Football Diary
by Patrick O’Connor

THE FA Cup is a competition that never fails to grab the public’s imagination.

It stands out as the most exciting club cup event in the world because it pits the big boys against the minnows and never fails to serve up major upsets.

The FA Cup is the chance for a small club to enjoy a fairytale victory, it is the time when dreams can come true.  And never is this more likely than in the first round which involves non-league clubs and those sides from Leagues One and Two.

On Friday night a sensational game saw FC United, who play in the Evo-Stik Premier Division, win 3-2 away to their Lancashire neighbours Rochdale who currently lie 13th in League One.  In a thrilling, see-saw game, it took a goal by Michael Norton in the fourth minute of injury time to clinch victory for FC United who had led 2-0 at one stage.

Readers of this column will know that I am continually harping on about the stranglehold on English football by the top three or four clubs who are heavily funded by overseas owners.

Some supporters of those sides have never been happy with the way their clubs have been run and that has never been more evident than in the case of Manchester United.

So much so that in 2005, fans opposed to the Glazer family’s takeover of United formed a breakaway club – FC United.
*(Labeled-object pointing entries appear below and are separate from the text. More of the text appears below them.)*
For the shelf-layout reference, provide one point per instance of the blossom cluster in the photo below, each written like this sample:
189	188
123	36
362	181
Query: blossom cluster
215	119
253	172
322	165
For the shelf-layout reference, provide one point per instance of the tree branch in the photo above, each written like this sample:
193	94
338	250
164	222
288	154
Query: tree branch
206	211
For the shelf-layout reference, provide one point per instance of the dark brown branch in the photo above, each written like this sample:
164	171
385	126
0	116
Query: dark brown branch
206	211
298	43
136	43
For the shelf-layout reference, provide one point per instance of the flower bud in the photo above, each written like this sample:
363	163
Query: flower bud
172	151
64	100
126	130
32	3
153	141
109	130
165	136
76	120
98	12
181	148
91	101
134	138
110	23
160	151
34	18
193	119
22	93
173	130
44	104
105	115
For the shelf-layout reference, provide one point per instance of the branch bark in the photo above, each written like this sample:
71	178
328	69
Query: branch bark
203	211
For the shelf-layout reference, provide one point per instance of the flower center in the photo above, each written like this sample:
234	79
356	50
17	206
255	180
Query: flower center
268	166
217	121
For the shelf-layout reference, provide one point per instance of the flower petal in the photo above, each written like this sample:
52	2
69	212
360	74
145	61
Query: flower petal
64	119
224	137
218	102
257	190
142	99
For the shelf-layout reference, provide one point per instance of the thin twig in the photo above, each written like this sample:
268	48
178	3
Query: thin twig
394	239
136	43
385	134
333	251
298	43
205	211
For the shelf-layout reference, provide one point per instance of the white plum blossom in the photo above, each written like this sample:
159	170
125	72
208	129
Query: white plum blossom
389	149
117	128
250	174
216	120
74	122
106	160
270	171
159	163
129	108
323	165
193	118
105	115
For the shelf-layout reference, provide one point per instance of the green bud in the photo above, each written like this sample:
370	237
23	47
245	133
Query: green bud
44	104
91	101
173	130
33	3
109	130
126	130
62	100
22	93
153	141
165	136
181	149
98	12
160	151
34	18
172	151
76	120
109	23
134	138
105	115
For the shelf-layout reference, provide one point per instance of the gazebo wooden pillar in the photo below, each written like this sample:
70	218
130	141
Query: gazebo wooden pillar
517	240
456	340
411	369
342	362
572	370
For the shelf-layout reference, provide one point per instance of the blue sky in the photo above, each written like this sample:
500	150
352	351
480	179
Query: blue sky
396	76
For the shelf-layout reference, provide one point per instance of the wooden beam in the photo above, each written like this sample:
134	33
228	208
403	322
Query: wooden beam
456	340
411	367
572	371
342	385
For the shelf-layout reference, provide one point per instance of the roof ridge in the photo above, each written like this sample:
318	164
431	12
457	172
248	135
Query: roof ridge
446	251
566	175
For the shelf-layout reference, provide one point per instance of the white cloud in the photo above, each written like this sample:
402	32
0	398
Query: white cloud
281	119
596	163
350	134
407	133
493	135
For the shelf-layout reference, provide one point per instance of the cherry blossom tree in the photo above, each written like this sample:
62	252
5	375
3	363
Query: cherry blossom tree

No wonder their jubilant supporters invaded the pitch after the final whistle to celebrate this famous victory.

They will already be dreaming of a possible third round draw against Manchester United.

Those football enthusiasts who fear that genuine competition is gradually being eliminated from the Premier League need only to look north of the border to see what could happen,

Scottish football is now permanently in decline with the two Glasgow clubs, Celtic and Rangers, totally dominating the league and cup.

And as a result the national side is slipping further and further down the world rankings as the lack of a true competitive edge in the domestic game takes its toll.

After only 11 games the Scottish Premier League already has a familiar look to it.

Celtic and Rangers hold the top two spots, 11 points ahead of their nearest rivals and on Saturday Celtic walloped Aberdeen 9-0.

Celtic’s game was watched by 46,446 people, the other three Premier League games played on Saturday attracted a total of only 10.740.

As a competitive event the Scottish Premier League is already restricted to whether it will be Celtic or Rangers – what a bore!

“Sick as a parrot,” is a phrase sometimes used to describe the reaction when your team slumps to a particularly bad defeat and it doesn’t just apply to followers of Aberdeen.

Just think of those unfortunate to follow Somerton & Langport Ladies football team.

According to a report in the Sun newspaper, they were walloped 41-0 by Somerset’s Keynsham Town Ladies Reserves  which is believed to be the third biggest defeat in the history of the English women’s game.

Keynsham did have a slight advantage from the kick-off however as only eight players turned up for Somerton & Langport.

Apparently a ninth arrived 20 minutes into the game but Keynsham were 15-0 up at half-time.

Keynsham chairman Graham Rogers told the Sun: “We used the wings, opened up the space and let them do the running.”

Striker Chloe Rogers chipped in with 11 goals and even goalkeeper Caroline Oyedepo got on the scoresheet – from the penalty spot.